MEDFORD - About 27 percent of all votes cast in Medford during the Nov. 2 election were not counted because a programmer improperly set the device that records the ballots, officials say.

Medford uses a voting machine purchased in 1999 that electronically counts the votes. The machine requires a software programmer from Election Systems & Software to set it for partisan elections, which the programmer failed to do, said Taylor County Clerk Bruce Strama.

That failure meant that the votes of everyone who voted straight ticket - anyone who voted only for candidates of a single party - were not counted. In all, about 600 of 2,256 ballots cast were not counted, Strama said.

"There's really nothing voters can do at this point," said Kevin Kennedy, the executive secretary of the State Elections Board. "But they need to be assured that the city, county and state are making sure that this never happens again."

The board did not know about the Medford problem until learning about it from a reporter.

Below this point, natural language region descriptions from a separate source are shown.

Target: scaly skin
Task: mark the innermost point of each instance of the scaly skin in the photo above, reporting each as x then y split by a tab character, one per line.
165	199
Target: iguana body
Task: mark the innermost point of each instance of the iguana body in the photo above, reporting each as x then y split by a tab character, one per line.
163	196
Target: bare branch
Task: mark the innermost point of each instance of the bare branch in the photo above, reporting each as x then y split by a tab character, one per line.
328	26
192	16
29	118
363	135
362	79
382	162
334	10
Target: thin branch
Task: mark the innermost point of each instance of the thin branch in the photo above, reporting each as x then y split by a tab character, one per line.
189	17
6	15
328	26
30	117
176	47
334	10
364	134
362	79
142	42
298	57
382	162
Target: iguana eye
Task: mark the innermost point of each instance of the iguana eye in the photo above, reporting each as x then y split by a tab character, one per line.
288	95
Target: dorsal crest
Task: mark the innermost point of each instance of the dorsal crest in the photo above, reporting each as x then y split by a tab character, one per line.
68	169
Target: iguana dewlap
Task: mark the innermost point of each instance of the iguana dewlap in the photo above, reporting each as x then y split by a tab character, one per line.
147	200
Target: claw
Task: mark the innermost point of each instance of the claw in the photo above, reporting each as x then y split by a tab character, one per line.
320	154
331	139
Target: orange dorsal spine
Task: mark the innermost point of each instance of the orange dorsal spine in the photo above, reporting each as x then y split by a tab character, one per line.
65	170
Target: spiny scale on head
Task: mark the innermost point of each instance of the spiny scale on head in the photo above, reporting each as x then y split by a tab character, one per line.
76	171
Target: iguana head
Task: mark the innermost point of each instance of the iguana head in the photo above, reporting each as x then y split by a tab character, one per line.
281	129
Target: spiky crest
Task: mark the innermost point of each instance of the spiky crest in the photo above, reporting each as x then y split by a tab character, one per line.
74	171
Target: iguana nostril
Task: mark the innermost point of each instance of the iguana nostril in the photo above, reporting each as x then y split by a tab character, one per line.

Kennedy said a representative from his office will oversee a recount of the votes in Medford on Monday.

Strama said this had never before happened in Medford. However, none of the county seats were contested in the November election, he said, so the mistake had no impact on local races.
President Bush received 906 votes in Medford compared with Democrat John Kerry's 692 votes, but that does not include the votes that did not count.

The news comes less than a month before the April 5 election, in which four City Council members are up for re-election. Strama said now that the cause of the problem has been discovered, an error like that shouldn't happen again.

Medford and Taylor County officials have been told by Nebraska-based Election Systems & Software that the city will be reimbursed for the costs of setting up the vote-counting machine in the fall because the program was faulty. A spokeswoman said the company takes full responsibility for the error.

The gap first was discovered by Practical Political Consulting, which operates in the state as Wisconsin Voter Lists. It discovered the discrepancy by comparing the number of voters who showed up at the polls with the number of votes for president. Practical Political Consulting is an independent firm that sells voter lists to political candidates.

The company backs the Democratic party, said Mark Grebner, 52, its owner. "We're interested in how the whole state elections system works, or in (Wisconsin's case), doesn't work," he said. "When we're building lists of people who voted, and something like (Medford's situation) stands out that much, then it's time for my guys to get on the phone with clerks and (ask questions)."